Capital flight from Russia, the world’s largest energy exporter, is caused in part by high oil prices, Finance Minister Alexei Kudrin said.
“The first reason for our outflows is the high price of oil,” Kudrin told reporters late yesterday in Washington. Companies can’t “reliably invest” all their earnings on the domestic market.
Russia’s economy slowed in the first half of the year even as Urals crude, the country’s main export blend, advanced 19 percent. Net private capital outflows over the period reached $31.2 billion, according to preliminary central bank data. Most of the cash leaving Russia is “hot money” from speculators, Deputy Finance Minister Sergei Storchak said Sept. 22.
Total net private capital outflows this year may top $35 billion “if there’s even more of a crisis situation,” Kudrin said. After oil, the next leading cause is the shrinking current account balance, which leads to expectations that the ruble will weaken, Kudrin said. That, in turn, pushes investors to dump assets priced in the Russian currency, he said.
“I’d only put in third place the overall risks, including political risks, that exist until the elections pass and new policy is determined,” he said.
Prime Minister Vladimir Putin today told the ruling United Russia he’ll run for president again in March, ending speculation over whether his protégé, President Dmitry Medvedev, would seek a second term. The news may be taken “negatively” by international investors when the markets open again on Monday, Ivan Tchakarov, the Moscow-based chief economist at Renaissance Capital, said by phone today.
“The market will be initially disappointed -- there’s a very simplified view that Medvedev represents reform and Putin conservatism,” Roland Nash, chief investment strategist at Moscow-based hedge fund Verno Capital, said by phone. “After the initial disappointment, though, the market will focus on the fact that we’re going to see at least six years, if not 12, of political stability, and a more liberal prime minister.”
Kudrin said he stood by his forecast last year that oil may fall to $60 a barrel within the next three years.

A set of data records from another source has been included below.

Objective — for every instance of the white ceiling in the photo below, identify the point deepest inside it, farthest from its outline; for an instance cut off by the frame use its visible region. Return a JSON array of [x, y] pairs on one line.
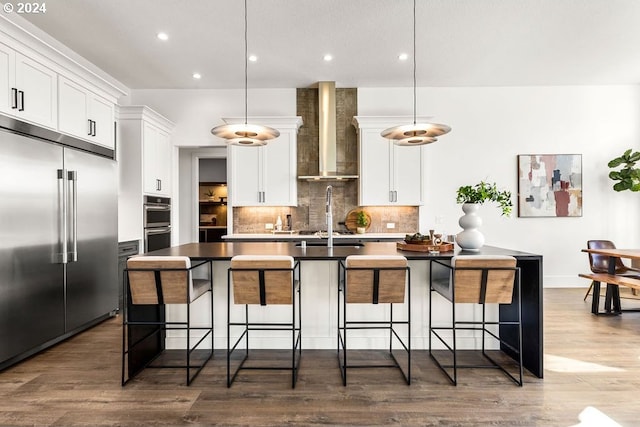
[[459, 42]]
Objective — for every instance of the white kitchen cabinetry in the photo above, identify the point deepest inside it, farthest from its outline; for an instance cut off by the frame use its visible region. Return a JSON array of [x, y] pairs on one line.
[[266, 175], [156, 160], [143, 144], [390, 175], [84, 114], [145, 152], [28, 89]]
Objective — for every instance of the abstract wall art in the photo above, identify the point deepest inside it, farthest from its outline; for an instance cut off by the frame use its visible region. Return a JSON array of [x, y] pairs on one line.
[[549, 185]]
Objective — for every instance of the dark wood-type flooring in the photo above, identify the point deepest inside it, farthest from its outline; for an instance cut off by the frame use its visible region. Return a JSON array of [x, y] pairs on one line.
[[589, 361]]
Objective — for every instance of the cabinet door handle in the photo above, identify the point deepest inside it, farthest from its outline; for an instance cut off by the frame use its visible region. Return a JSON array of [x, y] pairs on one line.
[[14, 98], [21, 104]]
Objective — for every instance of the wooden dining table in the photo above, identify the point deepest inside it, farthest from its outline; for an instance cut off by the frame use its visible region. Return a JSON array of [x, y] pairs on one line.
[[613, 290]]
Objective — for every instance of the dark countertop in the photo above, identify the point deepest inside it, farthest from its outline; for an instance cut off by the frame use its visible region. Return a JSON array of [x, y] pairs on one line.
[[530, 266], [226, 250]]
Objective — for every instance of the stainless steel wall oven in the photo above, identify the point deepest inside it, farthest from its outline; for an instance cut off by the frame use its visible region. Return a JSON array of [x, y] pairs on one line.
[[157, 223]]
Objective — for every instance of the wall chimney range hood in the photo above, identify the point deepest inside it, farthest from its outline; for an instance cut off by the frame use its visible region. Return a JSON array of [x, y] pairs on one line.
[[327, 132]]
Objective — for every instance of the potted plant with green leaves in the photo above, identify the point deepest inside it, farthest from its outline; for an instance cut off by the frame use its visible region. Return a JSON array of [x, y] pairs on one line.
[[362, 220], [627, 178], [471, 197]]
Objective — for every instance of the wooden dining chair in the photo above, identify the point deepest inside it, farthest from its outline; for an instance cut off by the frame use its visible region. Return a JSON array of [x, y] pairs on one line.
[[262, 281], [154, 282], [377, 280], [600, 263], [476, 279]]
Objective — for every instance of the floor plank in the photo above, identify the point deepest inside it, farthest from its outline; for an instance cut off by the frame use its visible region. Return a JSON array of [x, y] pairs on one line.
[[589, 361]]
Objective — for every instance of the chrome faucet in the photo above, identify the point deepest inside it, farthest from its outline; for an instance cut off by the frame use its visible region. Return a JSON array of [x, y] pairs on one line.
[[328, 209]]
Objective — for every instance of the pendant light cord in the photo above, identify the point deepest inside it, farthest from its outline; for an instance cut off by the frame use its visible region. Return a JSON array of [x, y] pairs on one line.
[[414, 62], [246, 62]]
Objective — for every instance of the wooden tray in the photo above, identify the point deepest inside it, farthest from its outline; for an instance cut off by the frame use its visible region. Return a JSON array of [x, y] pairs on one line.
[[443, 247], [351, 221]]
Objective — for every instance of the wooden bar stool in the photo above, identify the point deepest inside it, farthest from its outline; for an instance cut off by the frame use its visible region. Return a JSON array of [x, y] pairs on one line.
[[369, 279], [264, 280], [476, 279], [151, 283]]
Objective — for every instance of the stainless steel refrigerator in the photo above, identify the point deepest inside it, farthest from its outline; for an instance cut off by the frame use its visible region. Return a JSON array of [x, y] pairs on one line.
[[58, 240]]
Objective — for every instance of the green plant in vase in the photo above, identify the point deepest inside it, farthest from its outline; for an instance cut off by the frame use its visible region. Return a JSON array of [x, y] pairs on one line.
[[471, 197], [628, 178], [485, 192]]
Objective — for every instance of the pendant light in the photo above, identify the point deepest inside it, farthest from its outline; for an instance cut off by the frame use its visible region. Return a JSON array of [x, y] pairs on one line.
[[416, 133], [245, 134]]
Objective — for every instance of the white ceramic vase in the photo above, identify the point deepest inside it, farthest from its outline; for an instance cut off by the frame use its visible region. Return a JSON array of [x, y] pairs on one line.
[[470, 239]]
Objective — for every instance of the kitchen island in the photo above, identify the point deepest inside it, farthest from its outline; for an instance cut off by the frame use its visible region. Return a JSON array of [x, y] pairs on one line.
[[319, 293]]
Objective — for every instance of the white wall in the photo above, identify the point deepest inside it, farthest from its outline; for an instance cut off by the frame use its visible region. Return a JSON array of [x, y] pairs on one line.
[[491, 126]]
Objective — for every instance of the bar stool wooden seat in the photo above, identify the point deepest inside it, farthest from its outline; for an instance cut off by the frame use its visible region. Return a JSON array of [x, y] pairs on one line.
[[264, 280], [477, 279], [152, 283], [370, 279]]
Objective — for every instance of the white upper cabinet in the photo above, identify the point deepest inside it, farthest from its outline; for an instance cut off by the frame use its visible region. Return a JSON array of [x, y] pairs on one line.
[[42, 86], [145, 153], [29, 89], [156, 160], [84, 114], [266, 175], [390, 175]]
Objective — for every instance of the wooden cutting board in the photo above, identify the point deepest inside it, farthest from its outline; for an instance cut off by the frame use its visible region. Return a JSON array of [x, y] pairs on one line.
[[351, 222]]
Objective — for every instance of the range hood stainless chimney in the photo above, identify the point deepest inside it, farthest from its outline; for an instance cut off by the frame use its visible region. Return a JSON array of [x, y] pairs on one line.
[[327, 132]]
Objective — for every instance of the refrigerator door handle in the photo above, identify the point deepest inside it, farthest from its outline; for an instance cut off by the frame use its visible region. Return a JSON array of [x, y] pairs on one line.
[[73, 180], [61, 257]]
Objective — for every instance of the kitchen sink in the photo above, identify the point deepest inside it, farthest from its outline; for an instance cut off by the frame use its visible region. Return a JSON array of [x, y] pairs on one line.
[[335, 244]]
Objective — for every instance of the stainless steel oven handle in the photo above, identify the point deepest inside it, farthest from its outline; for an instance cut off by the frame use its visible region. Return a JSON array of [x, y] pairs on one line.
[[157, 207], [158, 230]]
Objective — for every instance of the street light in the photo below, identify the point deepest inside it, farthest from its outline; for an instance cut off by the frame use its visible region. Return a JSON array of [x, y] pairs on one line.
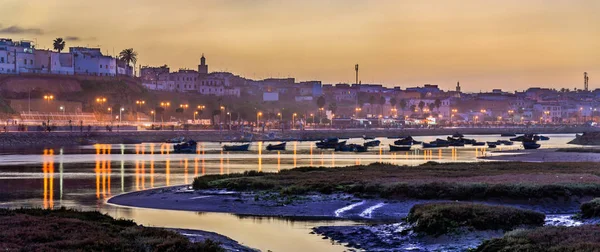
[[120, 114], [48, 98], [294, 120], [258, 115]]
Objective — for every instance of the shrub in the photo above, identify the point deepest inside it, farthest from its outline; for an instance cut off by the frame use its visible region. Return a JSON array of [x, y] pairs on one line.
[[583, 238], [591, 209], [441, 218]]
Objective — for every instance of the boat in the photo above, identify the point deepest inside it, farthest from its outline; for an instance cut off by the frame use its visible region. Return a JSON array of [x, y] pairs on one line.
[[456, 144], [329, 143], [175, 140], [373, 143], [187, 147], [458, 135], [429, 145], [243, 147], [531, 145], [272, 147], [394, 148]]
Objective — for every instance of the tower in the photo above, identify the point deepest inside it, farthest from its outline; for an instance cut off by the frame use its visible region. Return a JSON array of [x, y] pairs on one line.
[[203, 68], [585, 81]]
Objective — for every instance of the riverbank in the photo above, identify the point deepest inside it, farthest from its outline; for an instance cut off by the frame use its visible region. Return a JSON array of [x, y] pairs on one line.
[[62, 229], [546, 155], [58, 139]]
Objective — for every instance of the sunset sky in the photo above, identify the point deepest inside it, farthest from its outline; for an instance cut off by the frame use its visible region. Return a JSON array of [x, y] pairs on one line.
[[484, 44]]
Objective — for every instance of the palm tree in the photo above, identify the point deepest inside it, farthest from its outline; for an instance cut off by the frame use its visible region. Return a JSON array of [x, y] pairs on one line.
[[381, 103], [129, 56], [438, 104], [421, 105], [59, 44], [403, 105], [333, 107]]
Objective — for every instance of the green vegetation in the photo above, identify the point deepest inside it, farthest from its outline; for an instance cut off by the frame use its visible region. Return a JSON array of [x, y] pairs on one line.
[[582, 238], [441, 218], [57, 230], [591, 209], [580, 150], [456, 181]]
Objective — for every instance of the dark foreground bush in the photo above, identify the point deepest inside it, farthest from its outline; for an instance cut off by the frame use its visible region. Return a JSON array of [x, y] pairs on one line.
[[582, 238], [591, 209], [441, 218], [70, 230]]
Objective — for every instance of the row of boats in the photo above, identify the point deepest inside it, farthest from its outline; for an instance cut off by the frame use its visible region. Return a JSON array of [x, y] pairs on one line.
[[529, 141]]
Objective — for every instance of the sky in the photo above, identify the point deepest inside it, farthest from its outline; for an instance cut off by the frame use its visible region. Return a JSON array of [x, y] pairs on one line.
[[484, 44]]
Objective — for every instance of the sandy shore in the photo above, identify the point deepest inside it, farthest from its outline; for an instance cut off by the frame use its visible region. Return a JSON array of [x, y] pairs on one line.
[[542, 155], [380, 223]]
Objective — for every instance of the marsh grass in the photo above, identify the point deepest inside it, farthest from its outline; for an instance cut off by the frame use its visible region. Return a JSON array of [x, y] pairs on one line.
[[456, 181], [71, 230], [441, 218], [582, 238]]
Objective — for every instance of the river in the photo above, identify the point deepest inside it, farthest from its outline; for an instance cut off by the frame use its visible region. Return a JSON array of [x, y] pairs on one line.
[[84, 177]]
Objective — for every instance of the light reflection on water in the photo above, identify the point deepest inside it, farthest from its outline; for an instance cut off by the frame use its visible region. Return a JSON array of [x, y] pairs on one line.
[[89, 175]]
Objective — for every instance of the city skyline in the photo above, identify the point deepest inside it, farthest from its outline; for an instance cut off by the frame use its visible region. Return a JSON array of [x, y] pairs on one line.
[[483, 44]]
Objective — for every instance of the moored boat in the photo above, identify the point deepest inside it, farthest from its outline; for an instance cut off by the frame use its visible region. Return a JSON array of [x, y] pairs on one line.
[[531, 145], [272, 147], [243, 147], [187, 147], [394, 148]]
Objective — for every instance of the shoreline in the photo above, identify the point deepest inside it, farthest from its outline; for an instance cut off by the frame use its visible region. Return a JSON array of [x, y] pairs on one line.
[[57, 139], [542, 155]]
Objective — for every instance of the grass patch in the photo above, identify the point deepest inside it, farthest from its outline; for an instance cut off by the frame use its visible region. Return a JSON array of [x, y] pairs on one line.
[[71, 230], [591, 209], [582, 238], [455, 181], [441, 218]]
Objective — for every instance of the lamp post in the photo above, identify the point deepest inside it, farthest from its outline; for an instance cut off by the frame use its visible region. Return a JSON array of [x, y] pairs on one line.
[[294, 120], [121, 114], [258, 115], [48, 98]]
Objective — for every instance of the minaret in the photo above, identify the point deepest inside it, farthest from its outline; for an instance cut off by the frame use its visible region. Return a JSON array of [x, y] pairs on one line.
[[203, 68]]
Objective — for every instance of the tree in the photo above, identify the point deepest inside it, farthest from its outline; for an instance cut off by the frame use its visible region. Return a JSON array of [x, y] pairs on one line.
[[438, 104], [403, 105], [421, 105], [393, 102], [333, 107], [321, 102], [129, 56], [431, 106], [59, 44], [381, 103]]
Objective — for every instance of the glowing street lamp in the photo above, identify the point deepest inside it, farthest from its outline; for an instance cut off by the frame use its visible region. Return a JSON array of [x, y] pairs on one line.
[[48, 98], [258, 115], [294, 120]]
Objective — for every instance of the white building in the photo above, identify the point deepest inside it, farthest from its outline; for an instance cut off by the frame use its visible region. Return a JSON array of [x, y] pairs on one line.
[[16, 56], [52, 62]]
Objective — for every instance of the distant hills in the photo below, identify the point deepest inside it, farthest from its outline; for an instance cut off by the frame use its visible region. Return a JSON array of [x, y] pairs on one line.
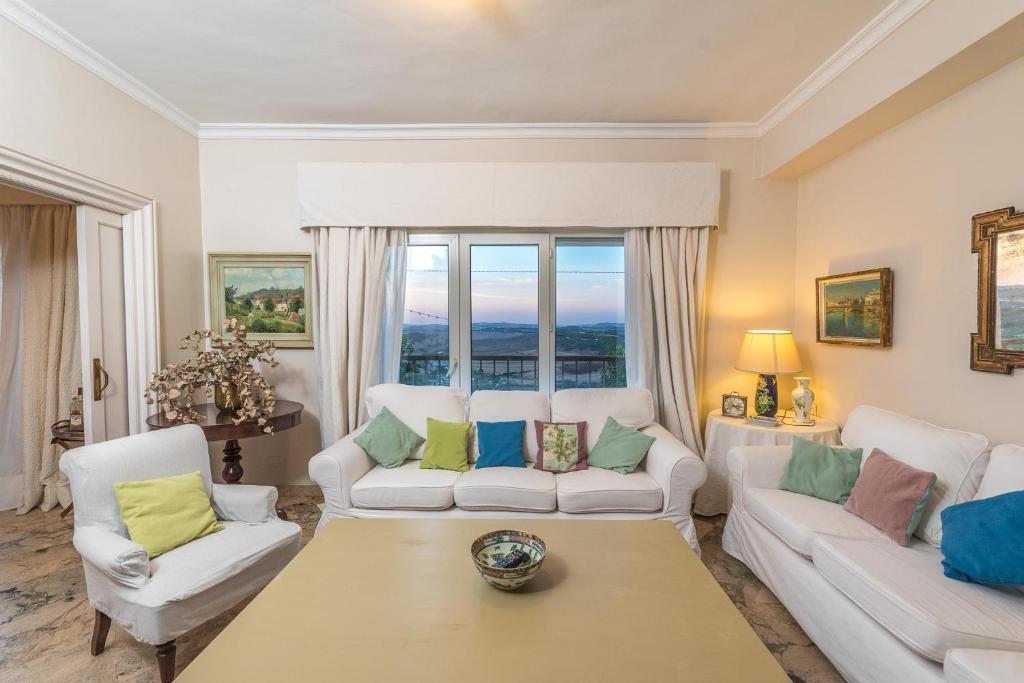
[[520, 339]]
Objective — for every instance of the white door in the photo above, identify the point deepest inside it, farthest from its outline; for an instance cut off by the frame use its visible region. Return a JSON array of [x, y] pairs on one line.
[[101, 301]]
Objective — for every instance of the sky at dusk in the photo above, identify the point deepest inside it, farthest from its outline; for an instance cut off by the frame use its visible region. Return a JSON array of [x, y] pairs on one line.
[[589, 284]]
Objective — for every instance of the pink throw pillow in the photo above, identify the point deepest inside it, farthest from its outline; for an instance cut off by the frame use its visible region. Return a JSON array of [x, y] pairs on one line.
[[891, 496]]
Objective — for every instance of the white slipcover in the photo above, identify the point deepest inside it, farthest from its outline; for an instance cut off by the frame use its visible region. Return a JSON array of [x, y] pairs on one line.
[[595, 489], [904, 590], [406, 487], [160, 599], [964, 666], [957, 458], [514, 488], [1005, 472], [413, 404], [663, 487], [799, 520], [630, 408], [507, 406]]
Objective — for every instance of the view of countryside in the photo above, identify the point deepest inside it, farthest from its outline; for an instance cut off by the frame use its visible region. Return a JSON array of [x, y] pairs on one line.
[[505, 332], [266, 299]]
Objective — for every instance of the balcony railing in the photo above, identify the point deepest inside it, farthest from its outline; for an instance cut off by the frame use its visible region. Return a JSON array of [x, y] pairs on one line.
[[518, 372]]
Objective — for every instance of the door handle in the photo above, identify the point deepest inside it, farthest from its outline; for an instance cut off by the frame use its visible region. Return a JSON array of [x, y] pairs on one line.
[[100, 380]]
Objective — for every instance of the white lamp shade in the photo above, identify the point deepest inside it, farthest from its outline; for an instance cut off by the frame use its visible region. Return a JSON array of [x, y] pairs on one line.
[[768, 352]]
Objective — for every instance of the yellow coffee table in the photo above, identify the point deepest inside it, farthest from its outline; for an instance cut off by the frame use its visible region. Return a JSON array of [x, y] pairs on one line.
[[400, 600]]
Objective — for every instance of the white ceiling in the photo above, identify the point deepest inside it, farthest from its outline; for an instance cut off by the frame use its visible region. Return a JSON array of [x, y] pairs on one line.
[[379, 61]]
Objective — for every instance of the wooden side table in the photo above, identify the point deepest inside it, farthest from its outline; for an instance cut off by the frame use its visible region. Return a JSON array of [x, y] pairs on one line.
[[722, 433], [219, 426], [67, 437]]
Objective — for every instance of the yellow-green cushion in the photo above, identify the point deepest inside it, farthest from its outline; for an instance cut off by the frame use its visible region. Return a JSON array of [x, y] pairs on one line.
[[162, 514], [448, 445]]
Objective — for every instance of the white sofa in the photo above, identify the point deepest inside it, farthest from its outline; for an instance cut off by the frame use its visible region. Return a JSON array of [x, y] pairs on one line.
[[879, 611], [662, 487]]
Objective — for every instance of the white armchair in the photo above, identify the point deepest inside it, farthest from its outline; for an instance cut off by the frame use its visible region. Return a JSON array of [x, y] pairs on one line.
[[160, 599]]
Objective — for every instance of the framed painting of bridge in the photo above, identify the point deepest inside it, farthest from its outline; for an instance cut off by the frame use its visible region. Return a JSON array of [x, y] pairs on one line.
[[856, 308]]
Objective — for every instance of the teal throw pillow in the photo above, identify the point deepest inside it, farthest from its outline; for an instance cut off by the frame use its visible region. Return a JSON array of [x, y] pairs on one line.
[[619, 447], [388, 440], [822, 471]]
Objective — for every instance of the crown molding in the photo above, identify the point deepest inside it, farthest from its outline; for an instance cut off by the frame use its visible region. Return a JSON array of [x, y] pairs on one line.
[[876, 31], [888, 20], [461, 131], [45, 30]]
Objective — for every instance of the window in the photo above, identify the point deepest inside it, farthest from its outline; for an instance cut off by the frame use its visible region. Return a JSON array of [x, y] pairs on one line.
[[514, 311], [590, 317]]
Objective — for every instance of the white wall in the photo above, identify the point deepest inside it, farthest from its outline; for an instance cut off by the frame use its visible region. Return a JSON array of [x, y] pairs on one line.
[[904, 200], [54, 110], [250, 204]]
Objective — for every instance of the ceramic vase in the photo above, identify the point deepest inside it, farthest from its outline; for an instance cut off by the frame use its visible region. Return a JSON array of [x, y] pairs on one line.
[[803, 401]]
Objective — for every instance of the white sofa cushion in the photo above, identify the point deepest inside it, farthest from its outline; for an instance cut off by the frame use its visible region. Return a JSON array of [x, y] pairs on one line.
[[798, 520], [1005, 472], [957, 458], [596, 489], [632, 408], [903, 589], [406, 487], [963, 666], [508, 406], [513, 488], [413, 404]]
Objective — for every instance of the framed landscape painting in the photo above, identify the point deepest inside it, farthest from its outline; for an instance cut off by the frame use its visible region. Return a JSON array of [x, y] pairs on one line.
[[856, 308], [264, 292]]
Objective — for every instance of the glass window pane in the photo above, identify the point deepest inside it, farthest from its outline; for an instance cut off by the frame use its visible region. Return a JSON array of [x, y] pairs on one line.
[[425, 326], [590, 305], [504, 283]]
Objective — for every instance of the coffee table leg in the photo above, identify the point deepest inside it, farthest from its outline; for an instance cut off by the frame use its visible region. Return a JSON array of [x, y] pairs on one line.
[[232, 462]]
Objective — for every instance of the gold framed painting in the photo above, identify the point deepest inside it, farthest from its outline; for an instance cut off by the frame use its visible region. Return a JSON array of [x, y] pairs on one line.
[[856, 308], [997, 238], [267, 293]]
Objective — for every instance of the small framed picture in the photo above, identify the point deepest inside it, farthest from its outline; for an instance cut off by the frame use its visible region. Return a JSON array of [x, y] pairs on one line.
[[267, 293], [856, 308], [733, 406]]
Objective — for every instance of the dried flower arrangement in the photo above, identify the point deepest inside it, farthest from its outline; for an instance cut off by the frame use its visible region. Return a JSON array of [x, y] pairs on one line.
[[231, 369]]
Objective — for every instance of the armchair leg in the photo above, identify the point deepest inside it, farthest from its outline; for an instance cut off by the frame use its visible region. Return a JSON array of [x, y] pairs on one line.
[[100, 627], [165, 660]]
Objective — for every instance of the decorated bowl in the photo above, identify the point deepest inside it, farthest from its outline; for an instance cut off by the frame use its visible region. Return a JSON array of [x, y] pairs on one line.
[[496, 551]]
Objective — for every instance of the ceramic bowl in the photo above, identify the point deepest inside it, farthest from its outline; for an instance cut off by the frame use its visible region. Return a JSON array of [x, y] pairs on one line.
[[492, 547]]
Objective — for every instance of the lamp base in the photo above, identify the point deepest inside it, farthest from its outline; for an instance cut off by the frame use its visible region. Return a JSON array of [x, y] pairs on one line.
[[766, 397]]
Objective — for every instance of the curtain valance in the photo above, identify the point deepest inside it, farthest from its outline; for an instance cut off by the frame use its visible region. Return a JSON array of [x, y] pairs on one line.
[[527, 195]]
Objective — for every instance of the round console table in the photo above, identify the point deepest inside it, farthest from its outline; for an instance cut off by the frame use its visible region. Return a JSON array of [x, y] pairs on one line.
[[722, 433], [218, 426]]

Crude may still drop to that level for a period within the next one-and-a-half to two years, he said.
“It was exactly the risks that we have now that I had in mind,” Kudrin said. “The economic model that created these imbalances haven’t changed. Fundamentally, they weren’t resolved by the crisis.”
The government is standing by its plan to sell off state assets and is waiting for better market conditions, Kudrin said.
“We don’t have any fundamental changes,” he said. “We’re waiting for better markets, so apparently some assets will be sold later.”
Bank Rossii, which holds a controlling stake in OAO Sberbank, Russia’s largest lender, must decide for itself whether to delay a stake sale planned for 2011, Kudrin said.
“As far as I know, we’re waiting on the market,” he said. The sales will be “a bit less than we planned for this year. Next year is still all in place.”